Although the scientific community emphasize sufficiency as an important climate solution, efforts steering towards energy demand reductions have been mostly ignored in policy making. This is unsurprising since energy sufficiency conflicts with current economic, political and social ideas such as economic growth, consumerism and ideas of “more is better”. But what sufficiency research shows is that less could actually be better. In terms of climate change mitigation, sufficiency policies are cheap and can reduce carbon emissions fast (Spangenberg and Lorek, 2019). In terms of wellbeing, energy sufficiency combined with better provisioning systems could actually lead to improved global health and wellbeing (O’Neill et al., 2018).
But energy sufficiency does not mean restraints for all, but mainly for affluent countries and especially for the over-consuming “super-rich” (Otto et al., 2019). This is the other side of energy sufficiency, namely to provide universal minimum levels of energy to ensure basic needs and wellbeing for all within planetary boundaries (IPCC, 2022). We live in a world constrained by ecological resources and when a majority of these resources are eaten up by wealthy countries and individuals, not much is left.

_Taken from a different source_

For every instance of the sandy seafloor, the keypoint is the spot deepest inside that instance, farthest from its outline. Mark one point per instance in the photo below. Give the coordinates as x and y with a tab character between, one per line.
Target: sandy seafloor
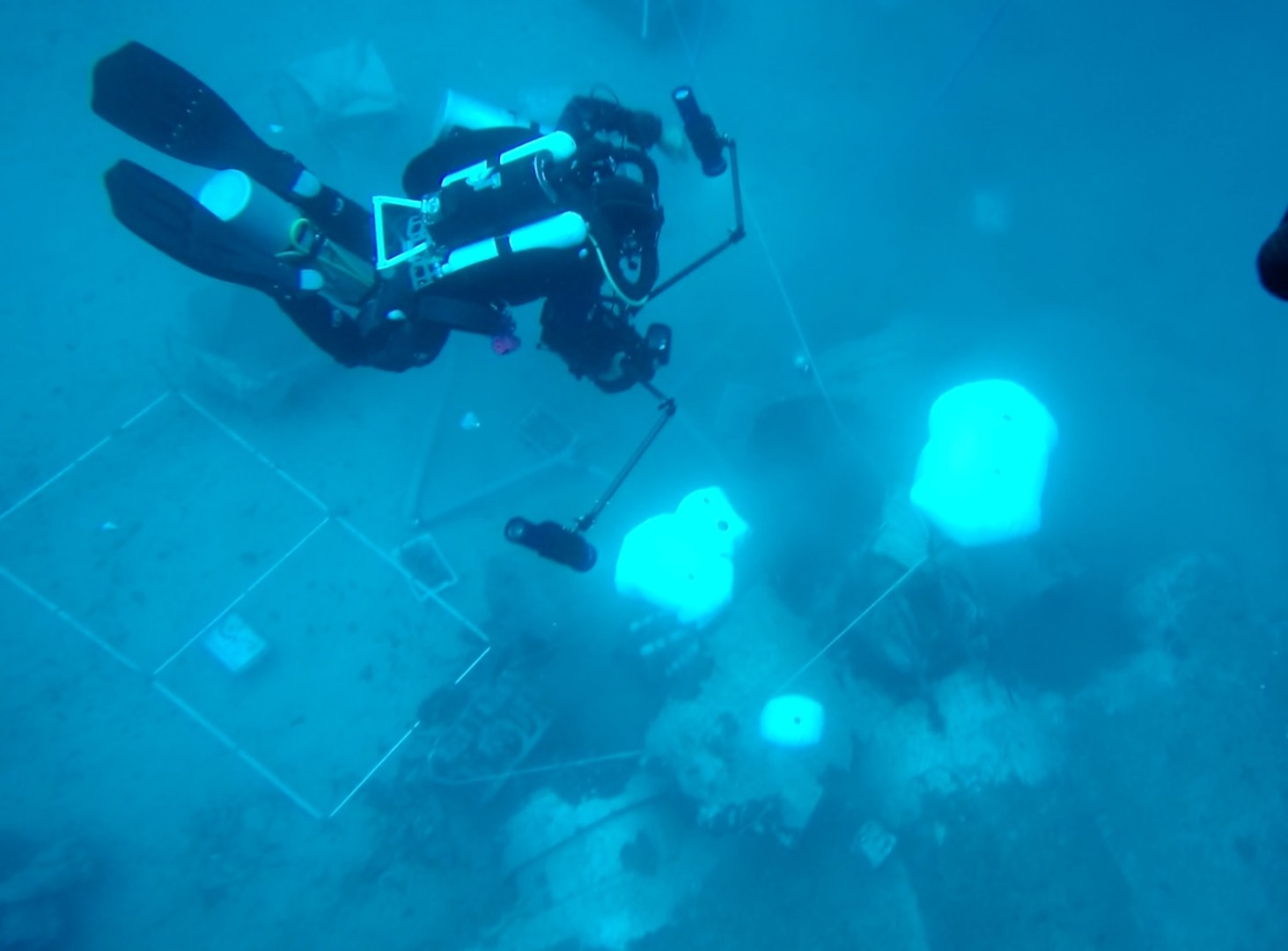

At the same time we’re struggling – and currently failing – to stave of the climate crisis. Energy sufficiency responds to both of these challenges.
Energy sufficiency policies are needed
Although individual downscaling to some extent is necessary, an orientation towards sufficiency requires that infrastructure and systems of consumption and production change, to ensure that all have access to necessary (clean) energy services. Research on energy sufficiency policies have grown exponentially in recent years. Ambitious work by scientists from a range of disciplines have developed policy packages and practices.
The suggestions laid forward by the EU Commission and European governments, such as restrictions on indoor temperature, air conditioning and business opening hours are however concrete examples of sufficiency policies. These are all effective in the short-term. But a long-term sufficiency orientation requires further, systemic measures. It requires a planned reduction of energy use. This includes policies such as the abolishment of environmentally harmful subsidies, energy taxation, infrastructure development, upper income limits and ban on advertisements for energy-intensive products, to name a few. For a full list of existing sufficiency policies, the Energy Sufficiency Policy Database is a great seed for inspiration. Such policies require that the EU Commission and EU Member States acknowledge energy sufficiency as an important lever next to efficiency and renewables. Behavioral changes and short-term measures are indeed important, but limited in our current societies which are built on unsustainable infrastructure and geared towards increasing emissions, not the reverse.
The energy crisis as an opportunity
The energy crisis is by all means a crisis. Low-income and vulnerable households are affected the most. A transition towards sufficiency should not be built on havoc, but on a planned reduction of energy use to ensure decent levels of clean energy services to all. Such a transition does not happen through radical measures in the midst of an energy crisis. But the crisis could be, if the momentum towards energy sufficiency sticks, a stepping-stone towards recognizing the importance of energy sufficiency.
This is a moment to revitalize solidarity and collective responsibility. To recognize what values such as “enoughness” and limitations means for us as individuals and society at large. The energy crisis provides a strong imperative for energy sufficiency, but further action is needed. Only then can Europe break free from its dependence on Russia, ensure energy security and do its parts in mitigating climate change.